Is this a statement about how difficult it is to get good help in trendy bars? Nope. It's an attempt to illustrate the uncertain qualities of quantum mechanics, which posits a world in which orange sometimes turns out to be blue.
The bar scene at the Quantum Cafe is one example of the extraordinary effort made by "Nova: The Elegant Universe" to render a complex and esoteric scientific theory palatable and fun for a television audience.
In this case, the concept is "string theory," a relatively recent attempt to explain the workings of the universe in one majestic, unifying idea. String theory holds that the world we know -- and don't know -- is made up of vibrating strands of energy, or (as the show puts it) "an elegant universe composed entirely of the music of strings . . . a universe where reality meets science fiction."
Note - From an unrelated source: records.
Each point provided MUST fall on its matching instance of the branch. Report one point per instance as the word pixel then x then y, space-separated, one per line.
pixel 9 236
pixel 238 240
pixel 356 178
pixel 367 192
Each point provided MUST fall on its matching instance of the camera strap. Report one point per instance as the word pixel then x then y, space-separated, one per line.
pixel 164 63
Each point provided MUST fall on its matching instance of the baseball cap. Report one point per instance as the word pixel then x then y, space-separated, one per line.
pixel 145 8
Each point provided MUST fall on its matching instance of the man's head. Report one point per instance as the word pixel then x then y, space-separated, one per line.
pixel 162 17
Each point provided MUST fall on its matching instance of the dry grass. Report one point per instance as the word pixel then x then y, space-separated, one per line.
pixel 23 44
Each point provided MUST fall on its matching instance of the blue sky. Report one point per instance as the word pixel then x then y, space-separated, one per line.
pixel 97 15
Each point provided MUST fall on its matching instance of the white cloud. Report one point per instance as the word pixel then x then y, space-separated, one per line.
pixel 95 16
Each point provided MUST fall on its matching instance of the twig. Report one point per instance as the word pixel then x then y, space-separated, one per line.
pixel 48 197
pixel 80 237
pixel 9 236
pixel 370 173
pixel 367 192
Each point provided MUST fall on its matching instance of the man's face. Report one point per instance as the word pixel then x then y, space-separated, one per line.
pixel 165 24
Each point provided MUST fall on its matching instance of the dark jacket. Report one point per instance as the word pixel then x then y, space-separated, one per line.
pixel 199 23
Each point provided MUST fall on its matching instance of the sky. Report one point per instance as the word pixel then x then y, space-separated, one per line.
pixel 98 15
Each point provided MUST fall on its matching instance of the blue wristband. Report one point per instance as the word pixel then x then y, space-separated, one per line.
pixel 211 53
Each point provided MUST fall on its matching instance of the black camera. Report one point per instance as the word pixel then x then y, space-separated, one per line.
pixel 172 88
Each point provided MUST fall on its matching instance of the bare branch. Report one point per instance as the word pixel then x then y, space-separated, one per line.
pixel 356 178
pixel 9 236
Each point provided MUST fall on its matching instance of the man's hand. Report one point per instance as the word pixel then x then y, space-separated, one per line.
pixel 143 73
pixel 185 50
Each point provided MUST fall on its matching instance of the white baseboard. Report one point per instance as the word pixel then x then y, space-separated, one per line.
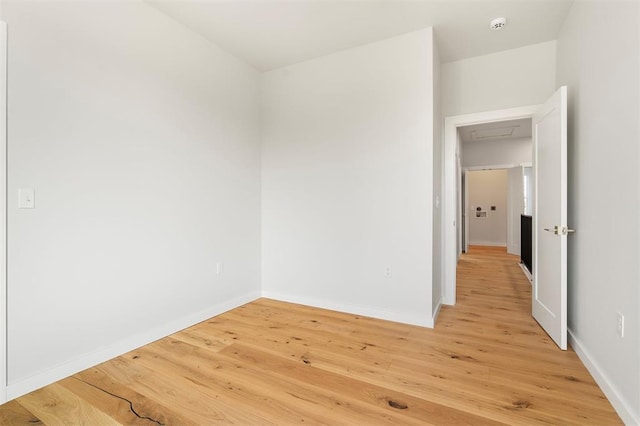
pixel 622 406
pixel 422 321
pixel 83 362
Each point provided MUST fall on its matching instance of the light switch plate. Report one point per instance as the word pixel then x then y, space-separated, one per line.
pixel 26 198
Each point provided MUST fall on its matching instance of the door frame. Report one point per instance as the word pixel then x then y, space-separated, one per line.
pixel 3 212
pixel 450 223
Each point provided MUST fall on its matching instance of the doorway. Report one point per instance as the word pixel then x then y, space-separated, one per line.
pixel 452 214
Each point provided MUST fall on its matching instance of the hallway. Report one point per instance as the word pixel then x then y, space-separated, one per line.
pixel 514 369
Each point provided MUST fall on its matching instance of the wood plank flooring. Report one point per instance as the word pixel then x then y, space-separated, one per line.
pixel 486 362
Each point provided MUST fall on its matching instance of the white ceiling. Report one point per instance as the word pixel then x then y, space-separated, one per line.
pixel 270 34
pixel 513 129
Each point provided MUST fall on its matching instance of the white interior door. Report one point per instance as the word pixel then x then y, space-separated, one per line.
pixel 549 295
pixel 515 207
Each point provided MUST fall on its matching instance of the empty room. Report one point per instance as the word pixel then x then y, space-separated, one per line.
pixel 257 212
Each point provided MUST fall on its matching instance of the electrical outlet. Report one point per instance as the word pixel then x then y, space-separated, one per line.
pixel 620 325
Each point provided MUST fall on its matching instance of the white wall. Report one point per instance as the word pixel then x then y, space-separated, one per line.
pixel 141 140
pixel 488 188
pixel 497 152
pixel 598 59
pixel 348 180
pixel 512 78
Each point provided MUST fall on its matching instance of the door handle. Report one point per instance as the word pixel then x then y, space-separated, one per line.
pixel 560 230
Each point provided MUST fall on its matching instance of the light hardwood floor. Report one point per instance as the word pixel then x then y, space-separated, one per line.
pixel 486 362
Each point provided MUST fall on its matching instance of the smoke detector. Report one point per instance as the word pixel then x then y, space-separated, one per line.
pixel 498 23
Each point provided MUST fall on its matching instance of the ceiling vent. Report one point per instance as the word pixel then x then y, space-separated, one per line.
pixel 498 23
pixel 501 132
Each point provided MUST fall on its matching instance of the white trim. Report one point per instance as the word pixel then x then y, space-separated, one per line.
pixel 449 217
pixel 622 406
pixel 3 212
pixel 66 369
pixel 489 243
pixel 496 167
pixel 402 317
pixel 436 312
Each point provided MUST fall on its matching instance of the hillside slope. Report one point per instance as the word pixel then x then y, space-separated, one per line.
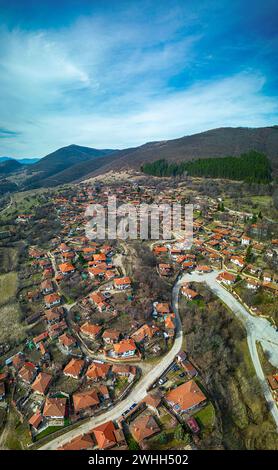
pixel 213 143
pixel 60 160
pixel 7 167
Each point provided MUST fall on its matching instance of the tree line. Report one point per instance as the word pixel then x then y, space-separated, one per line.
pixel 251 167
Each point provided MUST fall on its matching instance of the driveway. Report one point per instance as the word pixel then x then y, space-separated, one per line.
pixel 138 392
pixel 257 328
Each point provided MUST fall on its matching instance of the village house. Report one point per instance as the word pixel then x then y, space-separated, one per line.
pixel 107 436
pixel 2 390
pixel 145 332
pixel 84 442
pixel 185 397
pixel 190 294
pixel 144 427
pixel 28 372
pixel 74 368
pixel 98 370
pixel 67 342
pixel 90 330
pixel 245 240
pixel 99 300
pixel 66 269
pixel 124 370
pixel 47 287
pixel 51 300
pixel 164 269
pixel 110 336
pixel 252 284
pixel 54 315
pixel 42 383
pixel 122 283
pixel 226 278
pixel 55 408
pixel 161 308
pixel 237 260
pixel 64 248
pixel 125 348
pixel 37 340
pixel 203 269
pixel 84 401
pixel 36 420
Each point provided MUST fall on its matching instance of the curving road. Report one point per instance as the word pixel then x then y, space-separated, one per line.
pixel 257 328
pixel 139 391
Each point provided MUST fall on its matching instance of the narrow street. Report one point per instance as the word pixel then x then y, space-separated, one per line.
pixel 258 329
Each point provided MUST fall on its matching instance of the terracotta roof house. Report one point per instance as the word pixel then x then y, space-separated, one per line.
pixel 99 301
pixel 144 427
pixel 237 260
pixel 162 307
pixel 125 348
pixel 124 370
pixel 110 336
pixel 41 383
pixel 85 400
pixel 79 443
pixel 152 400
pixel 226 278
pixel 91 330
pixel 51 300
pixel 18 360
pixel 47 287
pixel 203 268
pixel 36 419
pixel 67 341
pixel 98 370
pixel 74 368
pixel 122 283
pixel 164 269
pixel 106 435
pixel 54 315
pixel 66 268
pixel 2 390
pixel 55 408
pixel 99 258
pixel 28 372
pixel 64 248
pixel 144 332
pixel 40 338
pixel 185 397
pixel 190 294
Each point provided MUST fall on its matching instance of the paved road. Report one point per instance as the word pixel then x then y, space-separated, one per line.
pixel 258 329
pixel 138 392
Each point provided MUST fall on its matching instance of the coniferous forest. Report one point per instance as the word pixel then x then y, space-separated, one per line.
pixel 252 167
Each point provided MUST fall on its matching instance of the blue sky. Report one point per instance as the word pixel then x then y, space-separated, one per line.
pixel 121 73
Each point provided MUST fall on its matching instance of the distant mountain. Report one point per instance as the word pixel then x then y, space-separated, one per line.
pixel 23 161
pixel 7 167
pixel 28 161
pixel 61 160
pixel 226 141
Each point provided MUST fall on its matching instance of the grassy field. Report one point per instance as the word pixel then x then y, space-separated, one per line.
pixel 24 202
pixel 217 344
pixel 15 435
pixel 8 259
pixel 253 204
pixel 11 330
pixel 8 284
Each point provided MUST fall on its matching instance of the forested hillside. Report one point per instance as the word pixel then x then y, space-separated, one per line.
pixel 253 167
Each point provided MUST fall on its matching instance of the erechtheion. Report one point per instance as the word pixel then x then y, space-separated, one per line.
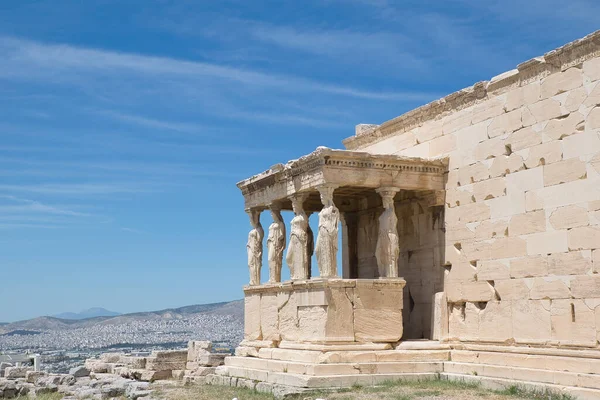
pixel 469 236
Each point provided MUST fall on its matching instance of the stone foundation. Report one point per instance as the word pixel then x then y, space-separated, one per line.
pixel 324 311
pixel 285 370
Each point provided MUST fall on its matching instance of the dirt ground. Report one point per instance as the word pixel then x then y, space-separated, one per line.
pixel 425 390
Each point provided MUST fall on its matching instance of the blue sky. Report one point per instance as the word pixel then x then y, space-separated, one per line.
pixel 125 125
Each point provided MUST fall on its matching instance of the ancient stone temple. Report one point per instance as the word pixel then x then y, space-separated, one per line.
pixel 469 237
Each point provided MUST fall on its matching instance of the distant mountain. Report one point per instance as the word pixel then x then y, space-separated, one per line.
pixel 234 308
pixel 89 313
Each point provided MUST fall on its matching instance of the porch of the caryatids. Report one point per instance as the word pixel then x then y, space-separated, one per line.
pixel 276 242
pixel 327 237
pixel 388 245
pixel 254 246
pixel 297 254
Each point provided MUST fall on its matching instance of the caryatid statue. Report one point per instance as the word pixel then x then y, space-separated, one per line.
pixel 296 257
pixel 276 244
pixel 327 238
pixel 254 247
pixel 388 244
pixel 310 246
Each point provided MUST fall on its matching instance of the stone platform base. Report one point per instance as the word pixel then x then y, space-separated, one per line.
pixel 285 370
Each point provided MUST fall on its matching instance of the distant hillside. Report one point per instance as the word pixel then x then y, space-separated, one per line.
pixel 234 308
pixel 89 313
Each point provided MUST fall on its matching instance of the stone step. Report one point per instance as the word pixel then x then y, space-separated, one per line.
pixel 571 379
pixel 547 351
pixel 330 357
pixel 333 369
pixel 334 347
pixel 500 384
pixel 422 345
pixel 538 361
pixel 325 381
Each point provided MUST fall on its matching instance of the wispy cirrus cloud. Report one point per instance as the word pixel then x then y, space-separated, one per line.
pixel 152 122
pixel 30 59
pixel 132 230
pixel 81 189
pixel 22 205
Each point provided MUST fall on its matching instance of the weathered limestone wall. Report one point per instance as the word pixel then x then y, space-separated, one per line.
pixel 522 213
That this three-hour miniseries can keep your attention -- even as it leaves you scratching your head or turning to the Old Testament for a more digestible theory of the world -- is a tribute to some remarkably creative and ambitious filmmaking. No one can accuse "Nova" of being an unindicted coconspirator in the dumbing down of America.
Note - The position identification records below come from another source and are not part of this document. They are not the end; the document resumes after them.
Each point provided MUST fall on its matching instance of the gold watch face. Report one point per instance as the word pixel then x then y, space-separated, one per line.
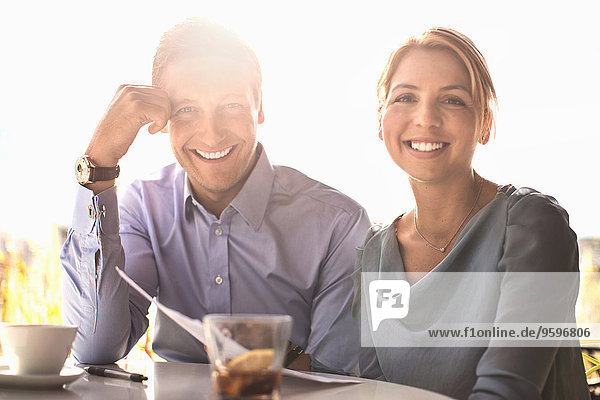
pixel 82 170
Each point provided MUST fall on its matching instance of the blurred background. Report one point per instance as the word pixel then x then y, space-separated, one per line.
pixel 61 63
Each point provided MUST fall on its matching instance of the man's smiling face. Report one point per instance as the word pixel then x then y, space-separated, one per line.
pixel 216 107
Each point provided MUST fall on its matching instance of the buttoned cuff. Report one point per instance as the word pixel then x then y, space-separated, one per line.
pixel 96 210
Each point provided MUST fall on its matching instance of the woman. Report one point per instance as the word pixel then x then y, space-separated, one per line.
pixel 437 104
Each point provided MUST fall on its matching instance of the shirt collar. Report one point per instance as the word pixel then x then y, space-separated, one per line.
pixel 251 202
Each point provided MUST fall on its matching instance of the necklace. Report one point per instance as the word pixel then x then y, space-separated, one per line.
pixel 443 249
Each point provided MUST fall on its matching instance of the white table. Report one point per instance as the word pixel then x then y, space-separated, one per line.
pixel 183 381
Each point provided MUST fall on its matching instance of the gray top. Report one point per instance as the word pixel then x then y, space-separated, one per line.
pixel 520 230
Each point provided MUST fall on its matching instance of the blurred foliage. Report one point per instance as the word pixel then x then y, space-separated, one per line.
pixel 30 287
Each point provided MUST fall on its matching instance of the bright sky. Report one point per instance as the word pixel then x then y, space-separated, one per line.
pixel 62 62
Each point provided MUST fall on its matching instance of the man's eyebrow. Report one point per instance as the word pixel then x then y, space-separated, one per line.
pixel 175 102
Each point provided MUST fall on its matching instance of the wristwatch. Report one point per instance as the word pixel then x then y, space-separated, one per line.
pixel 86 172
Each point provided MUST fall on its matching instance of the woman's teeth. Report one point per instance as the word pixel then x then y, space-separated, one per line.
pixel 214 155
pixel 426 146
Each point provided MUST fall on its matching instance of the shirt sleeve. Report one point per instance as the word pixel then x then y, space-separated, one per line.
pixel 95 298
pixel 334 342
pixel 538 239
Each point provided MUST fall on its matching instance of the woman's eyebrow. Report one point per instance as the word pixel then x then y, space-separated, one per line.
pixel 454 87
pixel 176 102
pixel 403 86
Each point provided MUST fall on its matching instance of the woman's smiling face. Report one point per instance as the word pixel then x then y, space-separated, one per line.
pixel 430 122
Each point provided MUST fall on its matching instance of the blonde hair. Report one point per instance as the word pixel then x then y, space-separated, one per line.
pixel 482 88
pixel 199 37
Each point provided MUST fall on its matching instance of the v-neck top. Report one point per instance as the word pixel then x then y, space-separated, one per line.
pixel 520 230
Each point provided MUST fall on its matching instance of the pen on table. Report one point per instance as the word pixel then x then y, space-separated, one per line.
pixel 112 373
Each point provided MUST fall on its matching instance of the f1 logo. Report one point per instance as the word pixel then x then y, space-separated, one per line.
pixel 388 300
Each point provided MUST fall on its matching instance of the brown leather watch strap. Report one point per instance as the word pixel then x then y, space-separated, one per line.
pixel 104 173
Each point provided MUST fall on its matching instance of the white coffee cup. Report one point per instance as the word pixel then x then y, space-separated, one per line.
pixel 37 349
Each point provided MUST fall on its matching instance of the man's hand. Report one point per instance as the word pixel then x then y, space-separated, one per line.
pixel 132 107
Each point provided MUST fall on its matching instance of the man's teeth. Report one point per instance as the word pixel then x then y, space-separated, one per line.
pixel 214 155
pixel 426 146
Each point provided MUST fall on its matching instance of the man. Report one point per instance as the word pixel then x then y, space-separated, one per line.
pixel 221 231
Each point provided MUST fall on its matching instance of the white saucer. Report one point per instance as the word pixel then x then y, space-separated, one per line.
pixel 67 375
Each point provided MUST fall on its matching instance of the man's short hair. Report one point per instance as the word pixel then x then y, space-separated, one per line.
pixel 197 38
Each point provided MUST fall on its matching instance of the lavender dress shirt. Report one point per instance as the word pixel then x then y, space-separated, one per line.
pixel 285 245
The star and host of "The Elegant Universe" is Brian Greene. A Harvard graduate, Rhodes scholar, Columbia University professor of physics and mathematics, and prize-winning author, Greene may be a scientific genius. But here, he comes across as an affable screen presence who'd look right at home hosting "Hollywood Squares."
Greene has lots of fun trying to explain string theory with all sorts of fascinating special effects and computer animation. At one point, in discussing whether the properties of the universe would allow for instantaneous space-and-time travel, he vanishes from contemporary Central Park in New York to become part of a scene in the Old West. In another striking sequence, the faces of scientists discussing string theory show up on slices of bread being cut to illustrate the concept of parallel universes. And the pulsing images of the subatomic strings themselves are hypnotic as they dance across the screen.
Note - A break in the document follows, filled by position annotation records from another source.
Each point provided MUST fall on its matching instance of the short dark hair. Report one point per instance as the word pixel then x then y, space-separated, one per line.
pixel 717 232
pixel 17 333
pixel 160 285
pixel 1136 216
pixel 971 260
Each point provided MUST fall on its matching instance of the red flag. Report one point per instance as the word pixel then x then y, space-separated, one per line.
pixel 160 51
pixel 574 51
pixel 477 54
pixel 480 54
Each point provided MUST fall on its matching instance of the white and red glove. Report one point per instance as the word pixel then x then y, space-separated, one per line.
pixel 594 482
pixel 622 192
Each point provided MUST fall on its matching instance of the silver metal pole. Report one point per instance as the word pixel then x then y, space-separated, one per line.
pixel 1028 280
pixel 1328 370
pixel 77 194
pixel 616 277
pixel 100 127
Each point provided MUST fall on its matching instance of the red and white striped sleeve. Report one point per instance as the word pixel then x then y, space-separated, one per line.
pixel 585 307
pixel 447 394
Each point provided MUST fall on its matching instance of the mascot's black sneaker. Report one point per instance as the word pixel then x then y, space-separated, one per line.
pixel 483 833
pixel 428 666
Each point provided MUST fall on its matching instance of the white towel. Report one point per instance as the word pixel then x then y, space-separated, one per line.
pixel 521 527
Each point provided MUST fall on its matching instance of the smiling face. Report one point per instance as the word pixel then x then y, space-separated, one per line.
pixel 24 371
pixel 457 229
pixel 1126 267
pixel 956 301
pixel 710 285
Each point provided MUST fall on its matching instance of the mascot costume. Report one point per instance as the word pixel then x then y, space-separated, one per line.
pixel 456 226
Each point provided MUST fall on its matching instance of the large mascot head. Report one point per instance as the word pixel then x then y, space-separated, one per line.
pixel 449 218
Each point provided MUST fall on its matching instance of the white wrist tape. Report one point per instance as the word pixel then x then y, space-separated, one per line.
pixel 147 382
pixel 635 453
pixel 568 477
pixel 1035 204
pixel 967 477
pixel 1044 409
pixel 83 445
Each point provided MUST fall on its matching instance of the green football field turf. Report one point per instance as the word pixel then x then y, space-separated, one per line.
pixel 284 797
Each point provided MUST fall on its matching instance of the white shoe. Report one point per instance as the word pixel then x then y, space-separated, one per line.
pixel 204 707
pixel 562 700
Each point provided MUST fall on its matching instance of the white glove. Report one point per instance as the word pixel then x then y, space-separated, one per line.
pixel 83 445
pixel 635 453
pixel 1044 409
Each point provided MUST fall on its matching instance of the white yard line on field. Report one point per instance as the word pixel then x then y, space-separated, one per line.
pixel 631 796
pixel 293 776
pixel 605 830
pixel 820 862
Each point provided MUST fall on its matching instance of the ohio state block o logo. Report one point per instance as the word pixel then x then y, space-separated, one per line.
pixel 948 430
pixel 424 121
Whatever the packaging, the ideas being discussed here are mind-boggling. When one scientist ventures that "perhaps we live on a three-dimensional membrane that floats inside higher dimensional space," most Homo sapiens have little choice but to say: "Huh?"
What does it mean that, according to string theory, our universe may have six extra dimensions? Is it possible to tear a hole in the "fabric of space?" Can gravity "seep out of our part of the universe?"
The problem is, the people who seem capable of understanding these questions are those scientists we see in "The Elegant Universe" working on the kind of endless equations that only Matt Damon was able to figure out in "Good Will Hunting."
There is one point in the program, however, when the theoretical seems to become tangible. That's when it is suggested that according to string theory, we may be headed for another Big Bang -- a sudden cosmic clash of parallel universes. Some commentators had speculated that a 2003 World Series pitting the Chicago Cubs and the Boston Red Sox might result in a cataclysm of biblical proportions. But here is an idea grounded in science that actually raises the specter of the end of the world as we know it.
Fortunately, "The Elegant Universe" is quick to point out that, as is the case with much of string theory, none of this can be proved for now.